Implementation. We compare our model with several baseline methods mentioned in [10]. For the sake of fairness, word embedding [13] is not used in our experiments. In training stage, we select the same configuration with link prediction. The best parameters are also determined by validation set. On unif setting, the best optimal configures are \(\eta \) = 0.01, \(\gamma \) = 11, m = 100, v = 3, b = 480, C = 0.25 on WN11; \(\eta \) = 0.01, \(\gamma \) = 0.25, m = 100, v = 2, b = 1200, C = 0.0625 on FB13; \(\eta \) = 0.01, \(\gamma \) = 1, m = 100, v = 6, b = 480, C = 0.0625 on FB15k. On bern setting, the best optimal configures are \(\eta \) = 0.01, \(\gamma \) = 11, m = 100, v = 3, b = 480, C = 0.0625 on WN11; \(\eta \) = 0.01, \(\gamma \) = 0.25, m = 100, v = 2, b = 1200, C = 0.005 on FB13; \(\eta \) = 0.01, \(\gamma \) = 1, m = 100, v = 10, b = 480, C = 0.0625 on FB15k. We set the number of epochs to 5000 for three data sets. Meanwhile we also take L1 as dissimilarity on WN11, FB15k and L2 on FB13.

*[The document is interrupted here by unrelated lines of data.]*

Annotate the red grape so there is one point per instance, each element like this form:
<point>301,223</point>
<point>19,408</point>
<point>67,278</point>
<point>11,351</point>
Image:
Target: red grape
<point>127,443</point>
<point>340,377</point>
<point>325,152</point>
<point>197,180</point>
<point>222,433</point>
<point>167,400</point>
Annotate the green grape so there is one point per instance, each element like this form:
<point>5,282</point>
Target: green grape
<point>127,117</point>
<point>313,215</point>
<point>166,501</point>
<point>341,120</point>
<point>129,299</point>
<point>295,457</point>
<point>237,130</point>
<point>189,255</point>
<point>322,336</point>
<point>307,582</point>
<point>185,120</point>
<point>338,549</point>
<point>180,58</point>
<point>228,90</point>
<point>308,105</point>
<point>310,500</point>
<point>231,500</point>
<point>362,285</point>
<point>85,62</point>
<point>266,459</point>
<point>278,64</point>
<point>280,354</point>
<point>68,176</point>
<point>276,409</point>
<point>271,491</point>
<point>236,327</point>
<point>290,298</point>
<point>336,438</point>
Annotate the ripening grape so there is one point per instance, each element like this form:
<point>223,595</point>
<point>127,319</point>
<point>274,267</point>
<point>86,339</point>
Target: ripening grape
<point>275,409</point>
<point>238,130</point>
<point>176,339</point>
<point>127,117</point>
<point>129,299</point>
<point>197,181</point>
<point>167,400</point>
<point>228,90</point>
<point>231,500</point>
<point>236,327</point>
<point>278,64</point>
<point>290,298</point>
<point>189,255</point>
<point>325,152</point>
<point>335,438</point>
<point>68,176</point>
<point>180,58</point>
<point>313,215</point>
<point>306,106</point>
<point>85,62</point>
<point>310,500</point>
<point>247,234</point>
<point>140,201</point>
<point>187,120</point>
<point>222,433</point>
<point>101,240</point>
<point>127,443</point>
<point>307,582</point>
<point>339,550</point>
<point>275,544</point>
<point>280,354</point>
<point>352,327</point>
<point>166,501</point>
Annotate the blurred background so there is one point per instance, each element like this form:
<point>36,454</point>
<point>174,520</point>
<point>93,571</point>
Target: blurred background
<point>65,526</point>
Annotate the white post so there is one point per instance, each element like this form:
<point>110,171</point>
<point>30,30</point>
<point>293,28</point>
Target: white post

Table 8. Triplet classification accuracies.
Fig. 3.
figure 3

Classification accuracies of on WN11.

Results. Evaluation results of triplet classification are shown in Table 8. TransGH consistently scores better accuracy on WN11 and FB15k than the current state-of-the-art model, where accuracies are 87.3% and 91.2% on WN11 and FB15k respectively. TransGH has slightly worse accuracy on FB13. This is mainly because that FB13 has the most entities and therefore good representations of rarely occurring entities are difficult for learning. Additionally TransGH achieves at least 8.5%, 1.9%, 11.4% higher than TransH on the three datasets. Therefore we believe the set of basis vectors is beneficial to model the complex relations and learn the embeddings of entities and relations of a knowledge graph. We also compare the classification accuracies of different relations by TransH and TransGH on WN11. In this experiment, we rerun TransH with the parameters reported in [18], and obtain slightly different accuracies 76.5%(unif) and 77.6%(bern) with the reported results in Table 8. We ignore the differences derived from randomly experiments. The accuracies of eleven relations on WN11 are given separately in Fig. 3. From results of Fig. 3, TransGH significantly improve TransH in each relation classification expect for the relation _similar_to. As reported in [10], the prediction accuracy needs more information while the number of entity pairs linked by relation _similar_to only accounts for 1.5% in all train data, therefore the inadequate entity pairs linked by relation _similar_to is the main cause.

5 Conclusion and Future Work

In this paper, we have proposed a new knowledge graph embedding method TransGH. The key idea of TransGH is to learn embeddings via modeling each relation as the translation vector between projected entities on the generalized hyperplane, which is characterized by a set of basis vectors. In addition, TrasGH is efficient for preserving mapping properties of complex relation facts while keeping low complexity of parameters. We empirically conduct experiments on triplet classification and link prediction with two knowledge graphs FreeBase and WordNet. The experimental results show that TransGH significantly and consistently has considerable improvement over baselines, and achieve state-of-the-art performance, which demonstrates the superiority and generality of our model.

In the future, we will explore the following directions: (1) We will utilize the word embeddings obtained from word2vec [12] in our experiments for improving the performance of our model TransGH. (2) We will train our model TransGH using the promising limit-based scoring loss function introduced by [19] for future improvement. (3) We will devise and exploit a question answering system based on TransGH.